The world’s first Vegetarian Society was founded in England in 1847. This was soon followed by the USA, where the  first Society was founded in 1850. In the 19th century, vegetarianism was often association with religious groups, including the Swedenborg New Church, a movement founded by a Swedish Christian. Literature from overseas groups such as these was available in Australia and circulated among the educated classes. In later years, leading members of the Methodist church, the Mormons and other religious groups were vegetarians. The Seventh Day Adventists also advocated a vegetarian diet.

Those who embraced vegetarianism were often also temperance advocates.
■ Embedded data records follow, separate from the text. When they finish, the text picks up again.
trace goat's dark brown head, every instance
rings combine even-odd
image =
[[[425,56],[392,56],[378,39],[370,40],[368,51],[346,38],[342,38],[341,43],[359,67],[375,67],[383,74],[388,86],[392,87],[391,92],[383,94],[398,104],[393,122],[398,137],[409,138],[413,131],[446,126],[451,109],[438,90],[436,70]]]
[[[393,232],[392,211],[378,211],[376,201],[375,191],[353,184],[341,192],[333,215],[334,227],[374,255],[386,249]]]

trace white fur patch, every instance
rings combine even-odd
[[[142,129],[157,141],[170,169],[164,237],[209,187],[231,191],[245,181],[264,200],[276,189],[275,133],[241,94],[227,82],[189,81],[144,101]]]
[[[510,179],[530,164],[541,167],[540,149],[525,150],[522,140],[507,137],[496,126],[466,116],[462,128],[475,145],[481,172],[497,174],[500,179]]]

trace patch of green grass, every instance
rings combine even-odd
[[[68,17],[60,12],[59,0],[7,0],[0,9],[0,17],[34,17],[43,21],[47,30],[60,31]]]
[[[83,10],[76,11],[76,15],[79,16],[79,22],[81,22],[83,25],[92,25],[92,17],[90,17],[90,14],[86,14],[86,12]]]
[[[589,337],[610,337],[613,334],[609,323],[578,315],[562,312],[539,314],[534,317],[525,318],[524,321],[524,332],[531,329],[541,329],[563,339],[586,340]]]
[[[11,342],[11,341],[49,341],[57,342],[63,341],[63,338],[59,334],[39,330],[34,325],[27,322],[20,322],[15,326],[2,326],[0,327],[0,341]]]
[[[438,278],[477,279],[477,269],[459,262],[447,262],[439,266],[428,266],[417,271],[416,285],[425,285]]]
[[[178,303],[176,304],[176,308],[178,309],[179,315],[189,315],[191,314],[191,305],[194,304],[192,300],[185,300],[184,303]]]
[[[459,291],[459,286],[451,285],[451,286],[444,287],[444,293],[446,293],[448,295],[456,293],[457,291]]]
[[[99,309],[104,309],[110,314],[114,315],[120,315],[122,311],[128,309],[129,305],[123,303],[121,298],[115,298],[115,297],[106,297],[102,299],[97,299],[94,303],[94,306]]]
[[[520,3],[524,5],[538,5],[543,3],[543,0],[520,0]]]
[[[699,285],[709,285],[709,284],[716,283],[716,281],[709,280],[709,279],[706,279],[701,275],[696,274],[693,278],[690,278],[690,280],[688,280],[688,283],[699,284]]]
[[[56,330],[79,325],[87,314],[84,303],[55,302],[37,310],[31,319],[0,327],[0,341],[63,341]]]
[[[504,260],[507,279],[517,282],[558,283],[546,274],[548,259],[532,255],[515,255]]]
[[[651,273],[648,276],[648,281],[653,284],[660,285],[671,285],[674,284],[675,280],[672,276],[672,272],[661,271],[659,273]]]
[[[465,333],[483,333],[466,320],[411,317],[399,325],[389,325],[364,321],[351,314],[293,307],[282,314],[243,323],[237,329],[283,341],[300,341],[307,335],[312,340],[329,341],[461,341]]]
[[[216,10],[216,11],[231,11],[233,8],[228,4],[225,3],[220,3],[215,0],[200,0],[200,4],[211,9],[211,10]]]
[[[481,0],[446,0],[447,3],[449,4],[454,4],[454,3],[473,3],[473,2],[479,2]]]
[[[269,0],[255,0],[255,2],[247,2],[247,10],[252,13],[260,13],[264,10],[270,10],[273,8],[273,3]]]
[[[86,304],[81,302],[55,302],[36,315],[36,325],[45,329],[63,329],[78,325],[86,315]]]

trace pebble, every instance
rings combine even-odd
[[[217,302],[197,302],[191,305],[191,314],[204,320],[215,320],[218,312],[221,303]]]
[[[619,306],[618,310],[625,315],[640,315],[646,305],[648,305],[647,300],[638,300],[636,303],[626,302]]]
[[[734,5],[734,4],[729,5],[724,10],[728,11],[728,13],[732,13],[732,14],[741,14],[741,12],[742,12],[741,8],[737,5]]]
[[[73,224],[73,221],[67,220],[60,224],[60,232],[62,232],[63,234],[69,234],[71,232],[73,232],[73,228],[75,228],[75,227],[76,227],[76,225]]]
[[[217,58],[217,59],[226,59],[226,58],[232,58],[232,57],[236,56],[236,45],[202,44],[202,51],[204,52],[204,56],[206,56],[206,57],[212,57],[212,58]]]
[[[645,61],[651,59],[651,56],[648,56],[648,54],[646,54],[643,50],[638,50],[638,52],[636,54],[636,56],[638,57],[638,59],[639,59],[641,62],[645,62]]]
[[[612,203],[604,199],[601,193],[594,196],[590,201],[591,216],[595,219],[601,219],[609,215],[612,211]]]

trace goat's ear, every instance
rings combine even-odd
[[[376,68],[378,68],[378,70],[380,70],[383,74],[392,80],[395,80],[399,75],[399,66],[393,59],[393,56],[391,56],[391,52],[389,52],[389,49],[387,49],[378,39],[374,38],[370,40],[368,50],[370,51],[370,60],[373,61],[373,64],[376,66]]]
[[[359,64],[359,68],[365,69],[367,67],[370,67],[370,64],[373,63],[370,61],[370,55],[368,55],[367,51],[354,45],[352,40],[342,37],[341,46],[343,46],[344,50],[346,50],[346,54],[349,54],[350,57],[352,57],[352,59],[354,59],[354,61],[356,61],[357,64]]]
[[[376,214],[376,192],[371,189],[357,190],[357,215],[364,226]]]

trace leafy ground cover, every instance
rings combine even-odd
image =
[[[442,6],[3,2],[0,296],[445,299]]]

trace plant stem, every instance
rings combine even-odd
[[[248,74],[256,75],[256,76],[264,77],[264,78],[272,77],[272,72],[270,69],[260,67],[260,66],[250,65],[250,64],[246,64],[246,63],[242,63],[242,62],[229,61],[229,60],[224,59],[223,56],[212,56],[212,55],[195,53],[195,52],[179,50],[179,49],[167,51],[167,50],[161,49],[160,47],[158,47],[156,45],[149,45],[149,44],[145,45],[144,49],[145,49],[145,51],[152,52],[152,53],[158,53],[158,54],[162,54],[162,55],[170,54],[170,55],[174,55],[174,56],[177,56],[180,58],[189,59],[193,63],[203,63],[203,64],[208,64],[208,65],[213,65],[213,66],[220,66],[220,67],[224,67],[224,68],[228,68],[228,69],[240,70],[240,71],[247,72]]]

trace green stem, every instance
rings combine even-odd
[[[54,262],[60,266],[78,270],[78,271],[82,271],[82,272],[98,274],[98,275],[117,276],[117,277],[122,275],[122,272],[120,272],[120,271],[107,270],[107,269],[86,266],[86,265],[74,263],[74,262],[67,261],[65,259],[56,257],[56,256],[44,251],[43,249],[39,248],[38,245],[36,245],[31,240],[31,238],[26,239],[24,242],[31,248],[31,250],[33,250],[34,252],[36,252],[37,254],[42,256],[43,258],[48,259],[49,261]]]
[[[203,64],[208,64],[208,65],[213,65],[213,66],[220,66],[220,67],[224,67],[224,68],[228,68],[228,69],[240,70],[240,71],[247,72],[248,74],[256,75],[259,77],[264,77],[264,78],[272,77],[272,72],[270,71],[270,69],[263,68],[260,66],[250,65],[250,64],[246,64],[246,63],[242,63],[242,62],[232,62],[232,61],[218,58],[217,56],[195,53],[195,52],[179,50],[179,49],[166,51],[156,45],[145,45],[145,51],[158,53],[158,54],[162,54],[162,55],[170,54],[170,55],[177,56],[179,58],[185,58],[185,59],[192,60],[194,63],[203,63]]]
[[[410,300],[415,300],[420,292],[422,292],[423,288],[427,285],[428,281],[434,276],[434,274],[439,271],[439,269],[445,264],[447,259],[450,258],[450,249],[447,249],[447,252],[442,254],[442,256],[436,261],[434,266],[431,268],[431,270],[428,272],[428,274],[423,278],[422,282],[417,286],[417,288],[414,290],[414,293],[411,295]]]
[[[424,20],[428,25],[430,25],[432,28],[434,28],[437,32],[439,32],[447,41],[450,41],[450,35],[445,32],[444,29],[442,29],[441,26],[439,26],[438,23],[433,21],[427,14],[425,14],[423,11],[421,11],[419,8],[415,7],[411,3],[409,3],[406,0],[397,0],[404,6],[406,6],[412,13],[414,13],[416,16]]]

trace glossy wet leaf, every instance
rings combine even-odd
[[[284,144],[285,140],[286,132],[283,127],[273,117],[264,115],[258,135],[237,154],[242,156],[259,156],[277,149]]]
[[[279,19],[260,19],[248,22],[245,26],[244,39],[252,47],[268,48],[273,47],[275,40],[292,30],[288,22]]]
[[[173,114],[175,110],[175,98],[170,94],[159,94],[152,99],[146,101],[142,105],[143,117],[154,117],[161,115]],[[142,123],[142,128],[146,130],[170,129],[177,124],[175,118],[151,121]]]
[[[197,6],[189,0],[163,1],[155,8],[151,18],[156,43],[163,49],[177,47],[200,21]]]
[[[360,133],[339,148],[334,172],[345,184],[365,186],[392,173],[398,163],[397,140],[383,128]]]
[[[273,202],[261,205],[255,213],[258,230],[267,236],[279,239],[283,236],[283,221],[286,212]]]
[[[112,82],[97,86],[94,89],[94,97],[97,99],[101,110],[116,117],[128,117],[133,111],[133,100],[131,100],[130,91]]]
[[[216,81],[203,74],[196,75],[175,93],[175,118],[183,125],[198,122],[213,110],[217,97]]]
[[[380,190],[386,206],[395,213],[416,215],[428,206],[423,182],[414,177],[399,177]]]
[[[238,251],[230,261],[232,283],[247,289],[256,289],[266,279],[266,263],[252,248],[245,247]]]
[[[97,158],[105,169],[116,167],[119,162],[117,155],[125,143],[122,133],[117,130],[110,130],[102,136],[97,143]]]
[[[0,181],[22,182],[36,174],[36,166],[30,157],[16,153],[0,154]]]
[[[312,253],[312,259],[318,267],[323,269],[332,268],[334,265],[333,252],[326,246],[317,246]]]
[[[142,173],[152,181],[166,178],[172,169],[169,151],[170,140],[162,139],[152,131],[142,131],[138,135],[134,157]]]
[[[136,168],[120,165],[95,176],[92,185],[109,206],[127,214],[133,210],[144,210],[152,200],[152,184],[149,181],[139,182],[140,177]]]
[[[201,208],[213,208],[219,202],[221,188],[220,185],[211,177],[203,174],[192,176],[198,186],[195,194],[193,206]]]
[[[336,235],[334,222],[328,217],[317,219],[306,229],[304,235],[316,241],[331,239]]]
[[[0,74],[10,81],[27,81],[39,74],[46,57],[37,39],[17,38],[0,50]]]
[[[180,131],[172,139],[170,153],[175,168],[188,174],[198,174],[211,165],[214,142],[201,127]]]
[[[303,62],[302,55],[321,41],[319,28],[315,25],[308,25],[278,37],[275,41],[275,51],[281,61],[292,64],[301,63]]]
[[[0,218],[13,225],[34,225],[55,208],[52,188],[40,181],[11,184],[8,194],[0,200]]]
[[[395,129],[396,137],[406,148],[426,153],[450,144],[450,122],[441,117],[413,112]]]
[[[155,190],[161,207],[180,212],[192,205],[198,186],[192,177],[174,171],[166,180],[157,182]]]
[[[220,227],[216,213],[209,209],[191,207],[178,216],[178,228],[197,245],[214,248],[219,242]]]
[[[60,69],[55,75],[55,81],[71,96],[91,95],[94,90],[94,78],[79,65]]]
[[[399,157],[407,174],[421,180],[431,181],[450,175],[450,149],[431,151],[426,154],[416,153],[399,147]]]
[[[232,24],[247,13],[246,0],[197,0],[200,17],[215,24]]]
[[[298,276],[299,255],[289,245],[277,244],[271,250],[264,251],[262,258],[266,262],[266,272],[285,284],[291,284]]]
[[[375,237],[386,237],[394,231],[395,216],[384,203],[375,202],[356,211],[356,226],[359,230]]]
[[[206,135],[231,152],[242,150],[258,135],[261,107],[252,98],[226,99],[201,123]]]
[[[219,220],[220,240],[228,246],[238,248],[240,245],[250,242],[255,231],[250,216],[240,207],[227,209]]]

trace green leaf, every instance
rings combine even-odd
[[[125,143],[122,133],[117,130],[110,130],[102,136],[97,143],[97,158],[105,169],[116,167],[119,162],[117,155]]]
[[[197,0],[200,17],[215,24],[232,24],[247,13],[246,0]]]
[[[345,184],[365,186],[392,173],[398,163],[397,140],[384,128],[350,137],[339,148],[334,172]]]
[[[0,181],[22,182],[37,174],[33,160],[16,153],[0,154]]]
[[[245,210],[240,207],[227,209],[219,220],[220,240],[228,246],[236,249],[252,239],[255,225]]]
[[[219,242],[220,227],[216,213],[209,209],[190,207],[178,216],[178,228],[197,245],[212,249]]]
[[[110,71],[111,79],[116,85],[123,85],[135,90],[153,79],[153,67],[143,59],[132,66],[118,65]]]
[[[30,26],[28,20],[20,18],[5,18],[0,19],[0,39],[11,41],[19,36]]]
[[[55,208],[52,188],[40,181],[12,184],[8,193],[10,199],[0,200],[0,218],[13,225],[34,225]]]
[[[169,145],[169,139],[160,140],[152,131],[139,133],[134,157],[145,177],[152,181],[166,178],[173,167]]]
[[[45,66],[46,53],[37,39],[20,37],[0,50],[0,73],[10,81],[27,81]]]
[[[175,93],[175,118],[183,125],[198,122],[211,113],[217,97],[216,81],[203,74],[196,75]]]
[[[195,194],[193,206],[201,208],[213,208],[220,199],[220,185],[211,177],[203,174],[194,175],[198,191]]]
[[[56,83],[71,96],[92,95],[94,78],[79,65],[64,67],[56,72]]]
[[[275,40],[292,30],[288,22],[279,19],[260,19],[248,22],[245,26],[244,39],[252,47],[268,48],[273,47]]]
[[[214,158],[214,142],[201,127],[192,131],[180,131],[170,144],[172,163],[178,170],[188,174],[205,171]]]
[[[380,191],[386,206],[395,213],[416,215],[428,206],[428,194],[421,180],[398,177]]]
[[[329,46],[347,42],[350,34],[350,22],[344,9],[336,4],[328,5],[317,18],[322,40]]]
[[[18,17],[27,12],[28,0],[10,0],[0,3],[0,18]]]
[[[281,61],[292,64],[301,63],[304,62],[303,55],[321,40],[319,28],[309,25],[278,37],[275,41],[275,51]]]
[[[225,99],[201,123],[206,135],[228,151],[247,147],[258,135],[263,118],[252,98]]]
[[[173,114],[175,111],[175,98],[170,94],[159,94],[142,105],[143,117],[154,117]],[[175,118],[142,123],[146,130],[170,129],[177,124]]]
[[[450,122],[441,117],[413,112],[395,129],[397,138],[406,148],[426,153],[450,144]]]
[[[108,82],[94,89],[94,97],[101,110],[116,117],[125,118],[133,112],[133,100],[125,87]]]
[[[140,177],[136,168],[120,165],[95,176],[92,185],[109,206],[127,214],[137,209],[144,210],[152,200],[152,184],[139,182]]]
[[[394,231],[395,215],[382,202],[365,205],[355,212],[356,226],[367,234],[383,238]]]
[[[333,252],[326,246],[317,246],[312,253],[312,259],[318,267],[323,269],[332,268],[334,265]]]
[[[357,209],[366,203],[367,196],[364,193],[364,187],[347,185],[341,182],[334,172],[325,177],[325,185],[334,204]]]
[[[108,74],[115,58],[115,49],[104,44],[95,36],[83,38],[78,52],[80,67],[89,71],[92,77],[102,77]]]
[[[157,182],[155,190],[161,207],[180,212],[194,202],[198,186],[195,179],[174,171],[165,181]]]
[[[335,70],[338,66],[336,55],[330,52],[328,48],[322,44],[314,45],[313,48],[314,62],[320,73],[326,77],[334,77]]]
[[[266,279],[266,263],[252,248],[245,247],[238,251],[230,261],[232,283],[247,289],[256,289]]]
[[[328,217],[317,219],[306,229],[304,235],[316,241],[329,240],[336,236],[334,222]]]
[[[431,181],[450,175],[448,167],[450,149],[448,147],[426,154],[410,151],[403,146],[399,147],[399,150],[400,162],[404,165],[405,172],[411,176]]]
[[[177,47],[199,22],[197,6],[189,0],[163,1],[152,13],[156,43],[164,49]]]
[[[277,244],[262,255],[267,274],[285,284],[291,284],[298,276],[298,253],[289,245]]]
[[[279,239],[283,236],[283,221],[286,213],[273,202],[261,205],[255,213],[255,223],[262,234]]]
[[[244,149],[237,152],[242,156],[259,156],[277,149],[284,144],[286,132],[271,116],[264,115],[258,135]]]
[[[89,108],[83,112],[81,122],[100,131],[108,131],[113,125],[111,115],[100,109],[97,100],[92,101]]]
According to Crook, the term ‘total abstainer’, which was in widespread use among temperance groups, often indicated that a person abstained from meat as well as alcohol. He quotes the masthead of the Van Diemen’s Land Temperance Herald (1845) which carried the Bible quotation “It is good neither to eat meat, nor to drink wine, nor anything whereby thy brother stumbleth, or is offended, or made weak.” – Rom. xiv.21

The Vegetarian Society in Melbourne met on the first Wednesday of every month. Further societies were founded in Ballarat and Mildura.  Although it appears there were relatively few members of the society, it persisted and in the early 1900s even had a children’s group called the “Wattle Blossoms”. The last known meeting of the society was on 11 May 1909 after which a group of members broke away to found the Food Reform League, seeking to avoid what they saw as negative connotations of the word “vegetarian”. The League was apparently active until the 1920s but for some decades thereafter it seems there was no central organisation of vegetarians.

A new Australian Vegetarian Society was formed in Sydney in 1948 and soon had branches in most other states.